O rigoroso caso do YouTube
O YouTube, plataforma de vídeos pertencente ao Google, também atualizou neste mês suas políticas sobre os tipos de conteúdo que podem ser monetizados pelos criadores.
Uma pesquisa do ano passado identificou dezenas de canais no YouTube que produziam conteúdo exclusivamente gerado por inteligência artificial, muitos dos quais tinham milhões de inscritos e faturavam milhões de dólares.
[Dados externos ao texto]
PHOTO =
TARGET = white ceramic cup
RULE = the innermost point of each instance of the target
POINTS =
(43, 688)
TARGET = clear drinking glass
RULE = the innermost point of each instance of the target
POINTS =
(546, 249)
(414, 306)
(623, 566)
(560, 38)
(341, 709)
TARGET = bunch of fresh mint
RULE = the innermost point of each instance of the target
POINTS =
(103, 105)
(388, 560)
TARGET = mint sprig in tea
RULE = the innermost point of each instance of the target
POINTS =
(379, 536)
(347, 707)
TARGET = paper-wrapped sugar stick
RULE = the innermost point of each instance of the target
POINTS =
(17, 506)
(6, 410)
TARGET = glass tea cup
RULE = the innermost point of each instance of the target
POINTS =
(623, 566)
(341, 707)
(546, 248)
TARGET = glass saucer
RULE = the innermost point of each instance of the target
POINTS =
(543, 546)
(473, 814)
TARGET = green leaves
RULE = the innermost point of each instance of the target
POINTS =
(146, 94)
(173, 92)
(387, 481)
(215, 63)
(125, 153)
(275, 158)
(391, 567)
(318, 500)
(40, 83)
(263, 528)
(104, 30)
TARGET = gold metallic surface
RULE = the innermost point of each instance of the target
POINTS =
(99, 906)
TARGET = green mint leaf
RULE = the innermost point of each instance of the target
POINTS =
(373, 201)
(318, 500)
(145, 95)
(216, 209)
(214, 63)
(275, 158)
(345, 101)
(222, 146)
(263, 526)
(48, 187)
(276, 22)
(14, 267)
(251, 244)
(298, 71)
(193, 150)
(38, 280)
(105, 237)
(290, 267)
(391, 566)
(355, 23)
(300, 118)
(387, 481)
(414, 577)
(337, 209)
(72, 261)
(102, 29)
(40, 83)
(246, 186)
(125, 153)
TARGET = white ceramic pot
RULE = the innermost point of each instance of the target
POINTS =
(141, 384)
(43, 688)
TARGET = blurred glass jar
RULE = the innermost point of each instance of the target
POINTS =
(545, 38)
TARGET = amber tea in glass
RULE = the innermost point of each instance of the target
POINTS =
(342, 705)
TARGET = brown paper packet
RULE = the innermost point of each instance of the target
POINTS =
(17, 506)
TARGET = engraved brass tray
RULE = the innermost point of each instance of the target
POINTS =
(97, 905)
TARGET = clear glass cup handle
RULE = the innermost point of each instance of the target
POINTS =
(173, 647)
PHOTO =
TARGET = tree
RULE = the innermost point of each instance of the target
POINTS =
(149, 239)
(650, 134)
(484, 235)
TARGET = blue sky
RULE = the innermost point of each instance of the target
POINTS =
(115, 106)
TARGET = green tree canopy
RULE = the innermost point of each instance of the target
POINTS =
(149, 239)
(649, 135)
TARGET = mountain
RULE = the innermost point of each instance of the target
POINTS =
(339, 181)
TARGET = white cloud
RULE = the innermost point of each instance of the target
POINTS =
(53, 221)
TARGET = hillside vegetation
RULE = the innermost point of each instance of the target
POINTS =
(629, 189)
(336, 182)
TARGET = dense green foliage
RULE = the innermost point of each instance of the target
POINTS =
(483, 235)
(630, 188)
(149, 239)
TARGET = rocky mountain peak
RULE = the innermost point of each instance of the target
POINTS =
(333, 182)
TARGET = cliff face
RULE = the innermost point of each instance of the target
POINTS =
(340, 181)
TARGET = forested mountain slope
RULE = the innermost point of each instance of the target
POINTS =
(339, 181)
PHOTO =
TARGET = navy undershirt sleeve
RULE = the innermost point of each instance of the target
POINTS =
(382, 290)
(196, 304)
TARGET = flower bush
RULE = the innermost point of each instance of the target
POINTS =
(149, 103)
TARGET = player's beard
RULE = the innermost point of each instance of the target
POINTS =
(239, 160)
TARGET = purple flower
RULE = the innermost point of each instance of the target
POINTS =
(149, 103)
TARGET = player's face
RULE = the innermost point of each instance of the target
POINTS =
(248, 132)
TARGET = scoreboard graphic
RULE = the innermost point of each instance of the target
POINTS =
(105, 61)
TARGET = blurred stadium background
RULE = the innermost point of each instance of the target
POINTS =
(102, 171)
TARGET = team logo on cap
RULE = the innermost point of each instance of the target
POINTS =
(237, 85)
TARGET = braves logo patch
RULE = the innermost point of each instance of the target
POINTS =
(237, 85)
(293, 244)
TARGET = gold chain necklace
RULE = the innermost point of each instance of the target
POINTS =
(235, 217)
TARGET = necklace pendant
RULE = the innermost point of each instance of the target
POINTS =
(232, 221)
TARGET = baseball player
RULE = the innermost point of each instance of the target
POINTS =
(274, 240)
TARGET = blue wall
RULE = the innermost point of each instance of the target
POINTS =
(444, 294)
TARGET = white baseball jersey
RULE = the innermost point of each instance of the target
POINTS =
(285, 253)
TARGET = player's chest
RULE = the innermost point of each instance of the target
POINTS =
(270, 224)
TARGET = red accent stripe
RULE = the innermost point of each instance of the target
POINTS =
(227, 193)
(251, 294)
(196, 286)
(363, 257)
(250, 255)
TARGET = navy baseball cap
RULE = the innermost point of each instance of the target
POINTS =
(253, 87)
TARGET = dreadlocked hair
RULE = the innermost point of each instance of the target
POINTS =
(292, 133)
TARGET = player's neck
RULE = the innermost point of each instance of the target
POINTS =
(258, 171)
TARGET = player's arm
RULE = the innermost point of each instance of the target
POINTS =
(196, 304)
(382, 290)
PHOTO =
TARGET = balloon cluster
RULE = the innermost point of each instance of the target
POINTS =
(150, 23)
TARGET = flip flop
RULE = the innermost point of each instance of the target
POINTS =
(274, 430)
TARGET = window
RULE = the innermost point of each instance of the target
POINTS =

Num esforço para desencorajar o YouTube de se encher com o que a plataforma chama de “conteúdo inautêntico”, no início deste mês o site dividiu em três categorias os tipos de vídeos que não poderão gerar receita: genéricos, repetitivos ou baseados em modelos predefinidos.
Esses tipos de conteúdo são muito mais fáceis e rápidos de criar com o uso de ferramentas de IA generativa.
Matt Halprin, chefe de confiança e segurança do YouTube, disse em uma entrevista sobre as regras atualizadas que, embora as ferramentas de IA possam ajudar as pessoas com seu conteúdo, elas estão sendo usadas com mais frequência para criar vídeos falsos e de baixa qualidade.
“Essa mesma tecnologia realmente possibilita coisas incríveis”, disse Halprin. “Mas isso também permite coisas que são uma espécie de ‘fazenda de conteúdo’, e é exatamente isso que não queremos.”